Real Open Source

Access Management

FOSS-Cloud-IAM basiert auf einem Proxy, der einen direkten Zugriff auf Anwendungen in Firmennetzen über das Internet unterbindet. Nur solche Benutzer, die sich authentifiziert haben, erhalten Zugang zu Inhalten und Applikationen im Backend.

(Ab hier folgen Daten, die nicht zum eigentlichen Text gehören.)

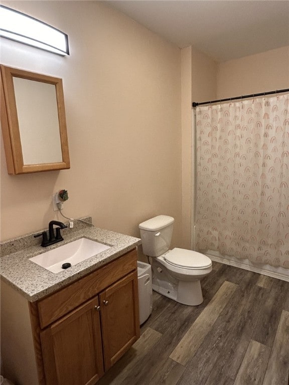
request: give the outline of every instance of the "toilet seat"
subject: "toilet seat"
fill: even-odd
[[[193,250],[175,248],[164,256],[166,262],[180,268],[202,270],[212,265],[209,258]]]

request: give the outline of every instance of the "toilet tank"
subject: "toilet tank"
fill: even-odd
[[[170,249],[175,220],[167,215],[158,215],[138,225],[143,254],[159,257]]]

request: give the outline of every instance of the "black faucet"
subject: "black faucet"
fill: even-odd
[[[54,234],[54,230],[53,229],[53,226],[59,226],[56,228],[56,235]],[[61,229],[66,229],[67,227],[67,226],[64,225],[62,222],[60,222],[58,221],[51,221],[49,222],[48,225],[48,234],[49,235],[49,238],[47,239],[47,233],[46,231],[43,231],[42,233],[40,233],[39,234],[36,234],[34,236],[34,238],[37,237],[40,237],[42,236],[42,242],[41,242],[41,246],[43,247],[46,247],[50,245],[53,245],[54,243],[57,243],[61,241],[63,241],[63,238],[60,233],[60,230]]]

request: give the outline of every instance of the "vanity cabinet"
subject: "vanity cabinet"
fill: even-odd
[[[20,383],[95,384],[139,337],[136,250],[28,307],[38,378]]]

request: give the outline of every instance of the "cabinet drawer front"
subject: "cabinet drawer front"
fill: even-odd
[[[38,303],[43,328],[137,269],[136,250],[91,273]]]

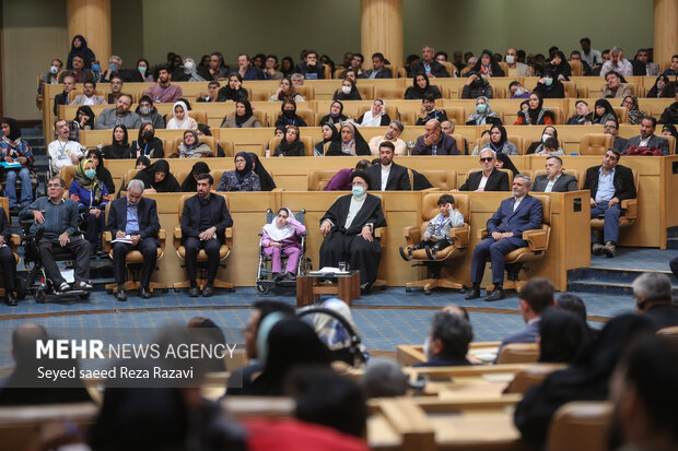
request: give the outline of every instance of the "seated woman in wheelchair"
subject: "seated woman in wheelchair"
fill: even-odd
[[[105,211],[109,195],[106,185],[96,177],[96,165],[92,159],[80,162],[68,193],[78,202],[80,215],[86,224],[85,237],[90,241],[90,252],[95,254],[98,237],[106,228]]]
[[[429,222],[422,240],[406,249],[400,248],[400,257],[405,261],[412,260],[412,251],[417,249],[425,249],[426,257],[430,260],[435,260],[435,252],[452,246],[449,229],[461,227],[464,215],[454,209],[454,197],[452,194],[441,195],[437,200],[437,206],[440,206],[441,212]]]
[[[301,236],[306,227],[294,218],[290,209],[281,207],[270,224],[261,228],[261,249],[271,258],[271,272],[276,282],[294,281],[302,253]],[[282,273],[282,257],[288,257]]]

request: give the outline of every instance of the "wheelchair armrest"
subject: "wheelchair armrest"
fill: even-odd
[[[638,199],[624,199],[621,201],[621,210],[624,210],[624,216],[628,218],[638,217]]]
[[[407,246],[412,246],[421,241],[421,229],[419,227],[405,227],[402,229],[402,235],[405,236]]]
[[[523,232],[523,239],[529,245],[529,250],[546,250],[549,246],[549,233],[543,228]]]

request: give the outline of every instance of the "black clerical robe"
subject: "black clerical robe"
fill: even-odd
[[[325,219],[334,224],[320,246],[320,268],[338,266],[339,262],[348,262],[351,270],[360,270],[361,285],[372,285],[376,281],[382,248],[376,239],[370,242],[359,234],[365,224],[372,224],[373,230],[386,226],[386,218],[379,198],[367,194],[351,226],[347,229],[346,219],[352,197],[348,194],[337,199],[320,219],[320,224]]]

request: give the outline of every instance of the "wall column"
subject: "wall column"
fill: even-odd
[[[402,0],[361,0],[360,31],[363,68],[372,68],[372,54],[376,51],[402,67]]]
[[[678,0],[654,0],[654,61],[671,60],[678,52]]]
[[[73,36],[82,35],[102,69],[107,69],[110,57],[110,0],[68,0],[66,12],[69,50]]]

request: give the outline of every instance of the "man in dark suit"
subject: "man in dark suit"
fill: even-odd
[[[504,298],[504,257],[514,249],[527,246],[523,232],[541,228],[541,201],[528,194],[531,187],[529,177],[518,174],[513,179],[513,198],[503,200],[499,210],[488,219],[489,237],[480,241],[474,250],[471,282],[474,286],[466,293],[466,299],[480,297],[480,282],[484,265],[490,258],[492,263],[492,284],[494,289],[486,300]]]
[[[410,177],[405,166],[394,163],[396,146],[389,141],[379,144],[381,163],[367,168],[374,190],[378,191],[410,191]]]
[[[508,175],[494,167],[496,154],[490,149],[480,151],[482,170],[470,173],[459,191],[508,191]]]
[[[584,189],[591,190],[591,217],[605,217],[605,246],[596,242],[593,230],[591,233],[594,256],[616,256],[621,201],[635,199],[636,195],[633,171],[621,166],[619,158],[621,154],[617,150],[608,149],[603,157],[603,165],[586,169]]]
[[[431,46],[424,46],[421,50],[421,59],[412,64],[408,76],[414,78],[418,73],[425,73],[429,79],[448,79],[447,69],[435,60],[435,49]]]
[[[4,214],[4,209],[0,209],[0,269],[2,269],[2,278],[4,280],[4,302],[8,306],[16,305],[16,294],[14,289],[14,278],[16,278],[16,260],[14,252],[10,248],[10,222]]]
[[[644,273],[633,281],[635,311],[652,322],[655,332],[678,325],[678,306],[673,302],[671,280],[666,274]]]
[[[210,297],[214,294],[213,285],[220,261],[219,250],[225,242],[226,227],[233,225],[224,198],[210,192],[212,185],[214,185],[212,176],[199,174],[198,193],[184,202],[182,213],[182,237],[186,248],[185,261],[190,281],[188,289],[190,297],[197,297],[200,294],[196,283],[200,249],[204,249],[209,264],[207,285],[202,289],[202,296]]]
[[[151,297],[149,284],[157,261],[160,221],[155,201],[142,197],[143,188],[141,180],[131,180],[127,186],[127,198],[113,201],[108,211],[106,229],[113,234],[114,239],[128,241],[113,244],[113,271],[118,284],[118,300],[127,300],[125,259],[135,249],[143,256],[139,296],[142,299]]]
[[[539,336],[541,313],[553,307],[553,285],[548,278],[533,278],[521,289],[521,314],[527,327],[502,340],[499,351],[510,343],[534,343]],[[498,353],[499,355],[499,353]]]
[[[550,155],[546,158],[546,175],[535,179],[533,191],[535,192],[568,192],[576,191],[576,178],[563,174],[563,161],[561,157]]]
[[[641,134],[630,138],[622,153],[628,153],[632,147],[654,147],[662,151],[664,155],[668,155],[668,141],[654,134],[656,128],[657,119],[653,116],[645,116],[641,121]]]
[[[393,79],[390,69],[384,67],[384,54],[372,55],[372,69],[365,71],[365,79]]]

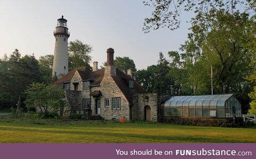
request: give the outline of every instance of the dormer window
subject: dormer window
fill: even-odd
[[[133,88],[133,80],[129,80],[129,87]]]
[[[90,91],[90,81],[85,81],[83,82],[83,91]]]

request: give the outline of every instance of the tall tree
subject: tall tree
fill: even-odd
[[[90,54],[93,51],[90,45],[76,40],[70,41],[68,46],[69,70],[78,67],[90,66],[91,57]]]
[[[51,82],[52,81],[53,55],[46,55],[40,56],[38,61],[43,81],[46,83]]]
[[[23,57],[17,49],[11,55],[7,71],[0,72],[0,91],[4,92],[12,101],[17,101],[17,112],[25,96],[26,87],[34,81],[40,81],[37,60],[34,55]]]
[[[25,93],[27,95],[25,103],[28,108],[36,108],[48,116],[52,112],[57,113],[64,106],[64,90],[58,86],[33,83]]]
[[[145,6],[154,9],[152,16],[145,19],[142,30],[146,33],[151,29],[161,28],[167,27],[171,30],[178,28],[180,15],[184,11],[194,11],[195,17],[192,18],[190,22],[199,26],[205,24],[205,16],[211,13],[213,9],[225,9],[229,13],[236,10],[256,11],[255,0],[146,0],[143,2]]]

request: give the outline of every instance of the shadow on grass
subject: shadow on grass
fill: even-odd
[[[10,128],[10,127],[0,127],[1,130],[9,130],[19,132],[41,132],[41,133],[62,133],[67,135],[92,135],[92,136],[99,136],[99,137],[102,136],[105,136],[106,138],[112,137],[113,141],[110,143],[119,143],[118,139],[115,139],[116,138],[121,138],[124,139],[122,141],[124,141],[125,143],[134,143],[134,141],[142,141],[142,142],[149,141],[150,143],[250,143],[246,140],[234,140],[228,139],[220,139],[218,138],[218,137],[212,137],[209,136],[163,136],[159,135],[139,135],[139,134],[131,134],[131,133],[118,133],[117,132],[106,132],[109,131],[109,130],[102,130],[100,129],[90,129],[89,131],[95,130],[93,132],[89,131],[78,131],[73,130],[37,130],[35,129],[35,128],[32,128],[33,129],[26,128]],[[70,128],[71,129],[71,128]],[[101,131],[105,132],[101,132]],[[131,132],[129,132],[131,133]],[[130,139],[129,138],[132,138]],[[132,139],[133,138],[133,139]],[[131,140],[132,139],[132,141]],[[102,140],[103,139],[102,139]],[[96,141],[96,142],[98,142]],[[104,142],[104,141],[103,141]],[[106,141],[105,141],[106,142]],[[136,141],[135,141],[136,142]],[[251,141],[253,143],[253,141]],[[100,143],[100,141],[98,142]]]

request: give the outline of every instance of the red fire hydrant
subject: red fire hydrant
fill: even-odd
[[[121,123],[124,123],[124,117],[122,116],[121,119],[120,120],[120,121],[121,122]]]

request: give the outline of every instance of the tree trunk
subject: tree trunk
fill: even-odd
[[[14,118],[16,119],[18,117],[19,111],[20,110],[20,103],[21,101],[21,97],[20,96],[19,96],[19,98],[18,98],[18,103],[17,103],[17,109],[16,110],[16,113],[15,114]]]

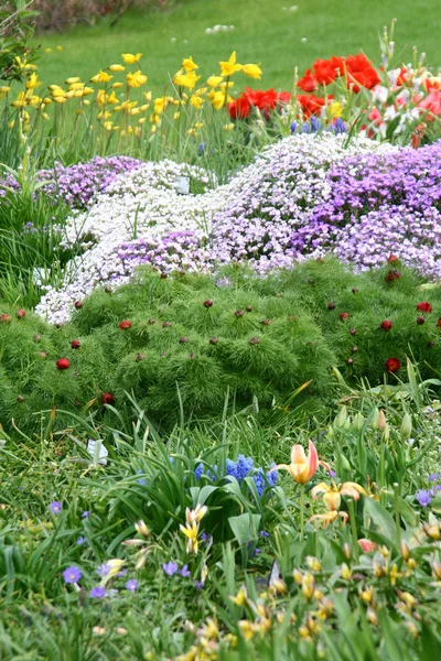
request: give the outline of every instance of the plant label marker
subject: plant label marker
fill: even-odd
[[[108,451],[103,445],[103,441],[94,441],[89,438],[87,443],[87,451],[94,459],[94,465],[97,466],[100,464],[101,466],[107,465]]]
[[[190,195],[190,176],[180,174],[176,176],[174,188],[178,195]]]

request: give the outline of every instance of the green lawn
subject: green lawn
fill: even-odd
[[[74,75],[87,79],[100,67],[120,62],[121,52],[142,52],[149,84],[160,93],[182,57],[193,55],[207,76],[217,72],[218,59],[236,50],[240,63],[261,63],[259,85],[290,88],[294,67],[303,72],[318,57],[363,50],[378,61],[378,35],[392,18],[398,19],[399,62],[410,61],[411,48],[418,45],[431,65],[441,64],[439,0],[298,1],[297,11],[284,11],[283,3],[290,6],[291,0],[182,0],[166,12],[133,11],[112,29],[103,21],[64,34],[44,34],[39,39],[40,76],[47,84]],[[233,24],[235,30],[205,34],[216,23]],[[62,53],[44,53],[58,44]],[[238,86],[243,84],[238,76]]]

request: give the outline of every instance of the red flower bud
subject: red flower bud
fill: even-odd
[[[392,327],[392,323],[389,322],[389,319],[385,319],[384,322],[380,323],[380,328],[383,328],[383,330],[390,330],[391,327]]]
[[[58,358],[55,365],[57,369],[68,369],[71,367],[71,362],[67,358]]]
[[[103,392],[101,394],[101,404],[114,404],[115,399],[111,392]]]
[[[401,367],[401,362],[398,358],[388,358],[385,362],[385,367],[388,372],[396,372]]]

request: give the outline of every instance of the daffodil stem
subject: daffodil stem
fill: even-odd
[[[300,485],[300,539],[304,538],[304,485]]]
[[[348,500],[347,508],[349,510],[351,532],[352,532],[352,539],[353,539],[353,543],[354,543],[354,559],[355,559],[355,562],[358,562],[359,548],[358,548],[357,523],[355,521],[355,508],[354,508],[353,500]]]

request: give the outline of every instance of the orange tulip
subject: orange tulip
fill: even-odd
[[[312,441],[309,442],[309,448],[310,452],[306,456],[302,445],[293,445],[291,464],[279,464],[272,470],[288,470],[299,485],[305,485],[319,468],[319,455]]]

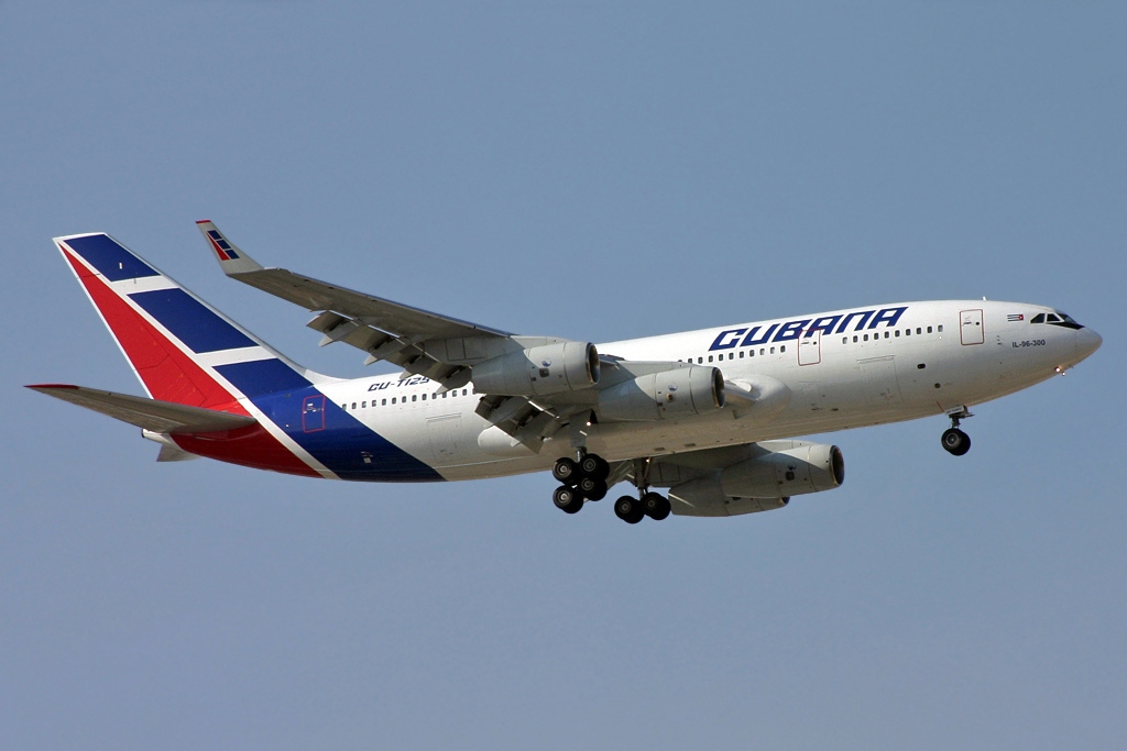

Es handelt sich um eine offene End-to-End-Architektur, als Basis für sicheren Zugriff auf alle webbasierten Geschäftsprozesse. Das Tool basiert auf Squid, einem weit verbreiteten OpenSource Projekt. Es erlaubt Single-Signon auf unterschiedliche Applikationen wie etwa E-Mail-Server, ERP-Systeme oder CRM-Software, so dass sich Webbenutzer nicht an einer Vielzahl von Programmen und Diensten anmelden müssen. Spezielle Software auf dem Client ist dabei nicht erforderlich.

Zu den Besonderheiten der Lösung zählt der Proxyansatz. Die durch HTTP übertragenen Textströme werden vom FOSS-Cloud-IAM nicht einfach durchgereicht, sondern umgeschrieben, damit sensible Informationen über den internen Aufbau des Netzes nicht über die Firewall ins Internet übertragen werden. Auf diese Weise verbirgt das System beispielsweise die interne Domainname-Strukur des IP-gestützten Firmennetzes.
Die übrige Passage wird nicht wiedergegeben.